A long marriage is two people trying to dance a duet and two solos at the same time.  ~Anne Taylor Fleming 

“Her mind traveled crooked streets and aimless goat paths, arriving sometimes at profundity, other times at the revelations of a three-year-old." 
-Toni Morrison 

As I drove my overly-medicated self to the Dr.'s office last Thursday, I found myself taking back roads and side streets to get there. I chose this because I did not trust myself on the freeway. For some reason my meds decided to kick my ass that day and I was not feeling particularly alert or energetic enough to brave the Houston freeway. I felt lethargic all morning, my face had acquired the numbness of a cold winter's day (it was 78 degrees outside), and my head was swimming. All I had been able to do that morning was stare at the wall and zone out or sleep. 

So, of course, the responsible adult in me decided to take side streets half way across town. Which fortunately, in Houston, is quite easy to do. You really don't need to get on a freeway to get anywhere...except perhaps Humble...but I've never been out that far so I wouldn't know.  

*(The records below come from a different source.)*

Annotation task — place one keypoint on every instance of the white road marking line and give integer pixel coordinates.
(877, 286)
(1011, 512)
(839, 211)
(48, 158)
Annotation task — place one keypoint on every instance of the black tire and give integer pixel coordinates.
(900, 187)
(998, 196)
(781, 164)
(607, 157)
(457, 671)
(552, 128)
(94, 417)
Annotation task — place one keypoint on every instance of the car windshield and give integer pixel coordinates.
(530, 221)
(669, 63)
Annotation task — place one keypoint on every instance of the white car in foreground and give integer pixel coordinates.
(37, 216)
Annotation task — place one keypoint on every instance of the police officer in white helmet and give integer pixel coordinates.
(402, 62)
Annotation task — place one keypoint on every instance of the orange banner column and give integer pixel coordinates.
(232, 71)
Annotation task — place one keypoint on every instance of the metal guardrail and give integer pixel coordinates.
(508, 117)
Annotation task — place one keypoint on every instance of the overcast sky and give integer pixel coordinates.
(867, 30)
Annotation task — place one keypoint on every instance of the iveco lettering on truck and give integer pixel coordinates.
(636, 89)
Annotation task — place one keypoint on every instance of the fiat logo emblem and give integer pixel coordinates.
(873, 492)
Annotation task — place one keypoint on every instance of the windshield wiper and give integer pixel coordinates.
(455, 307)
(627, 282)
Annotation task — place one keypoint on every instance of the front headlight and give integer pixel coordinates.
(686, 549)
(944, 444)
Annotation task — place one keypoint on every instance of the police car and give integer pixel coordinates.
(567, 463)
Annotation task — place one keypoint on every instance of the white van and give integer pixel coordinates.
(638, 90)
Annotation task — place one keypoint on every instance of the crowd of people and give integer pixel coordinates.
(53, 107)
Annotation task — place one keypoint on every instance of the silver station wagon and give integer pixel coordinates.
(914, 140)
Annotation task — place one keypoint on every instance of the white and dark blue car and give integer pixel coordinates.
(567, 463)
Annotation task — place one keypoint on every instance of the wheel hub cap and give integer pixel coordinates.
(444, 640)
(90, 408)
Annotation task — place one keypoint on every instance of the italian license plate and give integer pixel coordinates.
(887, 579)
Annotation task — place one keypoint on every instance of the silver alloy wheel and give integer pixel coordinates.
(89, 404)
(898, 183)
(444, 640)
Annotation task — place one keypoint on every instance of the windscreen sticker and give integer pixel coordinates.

As I drove through each stoplight and pothole (the main disadvantages of taking side streets in this town) I realized that I wouldn't know half of those roads were it not for my husband Lupe. He is notorious for taking side streets wherever we go, And I say "notorious" because HE does it at the most inconvenient times, like when we're in a rush to go see a movie. Or when we're already late to meet friends for dinner. He says it's because he's avoiding traffic and it's "faster." I used to argue with him about his "it's faster" defense, but I have found that I'm better off keeping my mouth shut and avoiding a raise in my blood pressure. Besides, it's better to get there late rather than never. 

Although, I am usually annoyed by his "side street" route taking, I found that I was uber thankful for this habit of his on Thursday. Because without him and his frustrating habit, I would not have made it to my Dr.'s appointment on my own.  

While at the doctor's office I thought about how the side streets we often forget to take are like the spouses/partners of those of us who live with chronic illness/pain. (Of course I think these things, I'm a writer) Those of us who are ill are the major freeway, always hustling and bustling. So much going on with pills, prescriptions, appointments, allergens, pain, progress etc. etc. Our spouses/partners (if they are good to us) take care of us, support us and love us despite it all. They celebrate our pain free days with us, and comfort us during our darkest nights. 

BUT, after all is said and done, what about them? We must not forget that they too have goals, dreams, heartache and hopes for their own future. That they too accomplish so much on an every day basis and it is our responsibility as a spouse/partner to celebrate those accomplishments in whatever way we can. We cannot risk losing our marriages/relationships because it all becomes about us all the time. 

For example, Lupe is an accomplished writer and a great teacher. On his best days he is getting published or being asked to read at a local University, or coffee shop. I do my best to celebrate these successes by attending the reading or baking his favorite dessert. If I don't have the energy to do either of those I send a simple congratulatory note on Facebook or via text. It's not much but he knows I'm listening and I care. 

On his worst days, he feels like a failed teacher or an incompetent writer and sulks by playing video games or fishing for compliments. So, I give him compliments, don't complain about the endless hours of Left for Dead game playing and again I bake something just for him. I give him hugs despite my self-proclaimed claustrophobia and strong aversion to hugs. (Because sometimes he squeezes too hard and my tender muscles ache and hurt when he does that) 

On his great days and horrible days I try to not bring up Scleroderma, or the side-effects or anything about me. I realize, during those times that the chronic illness freeway is closed and our marriage MUST take a detour on the side street of his life/his needs in order to survive. 

In my mind, I hear the GPS lady saying "recalculating...recalculating" and I know what I have to do.  

I change our usual route and head straight for the back roads and side streets,  and in the end I am always happy that I did.